Thanks!! That is so so helpful!
 
Thanks Jeremy, thats a perfect way to solve the problem!
 
leaftail said:
Chris, and other people with tall racks, if the entire rack is on one thermostat control, Do you have any problems with the highest row being a lot hotter than the bottom row due to the fact that heat rises and the air temp, etc is higher up there? I'm having this problem right now, however the "racks" that I'm working with are much more open and that makes them even more susceptible to the temp/height differential problem. But I'm wondering if with the racks you all are using, you have to adjust for this at all? And if so, how do you deal with it?

BTW, excellent rack and instructions, Chris, thank you. I think even I could manage to not screw that up.

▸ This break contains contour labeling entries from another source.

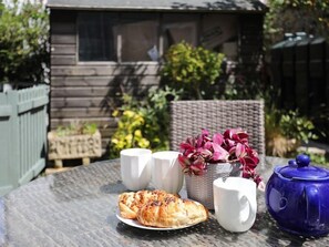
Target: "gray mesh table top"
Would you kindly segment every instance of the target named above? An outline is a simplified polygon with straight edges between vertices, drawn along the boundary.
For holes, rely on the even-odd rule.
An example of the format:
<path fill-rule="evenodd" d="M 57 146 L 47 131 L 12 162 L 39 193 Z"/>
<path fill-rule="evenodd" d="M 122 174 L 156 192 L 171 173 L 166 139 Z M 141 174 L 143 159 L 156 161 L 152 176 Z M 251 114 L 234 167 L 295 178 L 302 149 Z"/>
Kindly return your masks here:
<path fill-rule="evenodd" d="M 266 157 L 265 181 L 273 165 Z M 0 197 L 0 246 L 329 246 L 329 237 L 302 238 L 281 231 L 258 192 L 257 218 L 243 234 L 224 230 L 214 212 L 185 229 L 147 230 L 116 218 L 117 195 L 125 192 L 120 162 L 104 161 L 38 178 Z M 182 197 L 186 197 L 183 188 Z"/>

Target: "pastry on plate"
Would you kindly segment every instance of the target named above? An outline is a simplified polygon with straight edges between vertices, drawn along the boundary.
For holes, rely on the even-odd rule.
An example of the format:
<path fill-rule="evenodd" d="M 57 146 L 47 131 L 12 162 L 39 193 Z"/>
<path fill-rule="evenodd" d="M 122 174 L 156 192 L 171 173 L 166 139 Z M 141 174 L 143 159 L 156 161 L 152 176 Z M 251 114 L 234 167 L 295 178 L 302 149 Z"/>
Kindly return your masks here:
<path fill-rule="evenodd" d="M 136 219 L 138 209 L 148 200 L 163 200 L 165 197 L 178 197 L 164 191 L 126 192 L 119 195 L 119 209 L 123 218 Z"/>
<path fill-rule="evenodd" d="M 202 204 L 177 197 L 148 200 L 137 212 L 138 223 L 161 228 L 189 226 L 207 219 L 208 210 Z"/>

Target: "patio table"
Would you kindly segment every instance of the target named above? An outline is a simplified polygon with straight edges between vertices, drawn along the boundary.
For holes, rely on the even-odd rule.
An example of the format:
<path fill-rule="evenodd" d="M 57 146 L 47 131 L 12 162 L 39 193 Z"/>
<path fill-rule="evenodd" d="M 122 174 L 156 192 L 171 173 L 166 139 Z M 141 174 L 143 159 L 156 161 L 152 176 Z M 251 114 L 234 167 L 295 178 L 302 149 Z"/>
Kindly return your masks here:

Each shelf holds it own temps perfectly. I was thinking of porting holes in the shelves to create a more "open system" but realised this wa unecessary, and it would cause rows to hold different temps since heat rises. The instructions as-is should obtain the desired thermal gradient. The rear of the tubs will stay a good 8-10 degrees cooler than the front, on any level. Enjoy! :)
 
Great Idea, I have not found a need to do this with our racks, but this could help those whose temps are not as stable as ours..... Everyone has different living\working conditions where these racks will reside, ours just so happen to keep perfect temps without such a control but I can see if housed in living quarters this may not be the case. Thanks for the addition Jeremy.

Jeremy Letkey said:
I can't speak for Chris, however I use a dimmer for every two shelves as well as the thermostat. I can adjust the dimmer so that all my shelves stay at the same temps. I also keep my racks in my basement with a concrete floor. My bottom shelves always have to be dialed up a bit more than the top.
 
Thanks jeremy, you solved my problem with my house. I have linoleum floors in the reptile room and they cause my bottom rack to be a little cooler than usual.
 
TopShelfExotics said:
Each shelf holds it own temps perfectly. I was thinking of porting holes in the shelves to create a more "open system" but realised this wa unecessary, and it would cause rows to hold different temps since heat rises. The instructions as-is should obtain the desired thermal gradient. The rear of the tubs will stay a good 8-10 degrees cooler than the front, on any level. Enjoy! :)
Then I'm definitely going to try to build me some of these, when I'm able. It's much better to NOT have to deal with a temp differential between shelves. I'm stuck with my existing "racks" for a while unfortunately.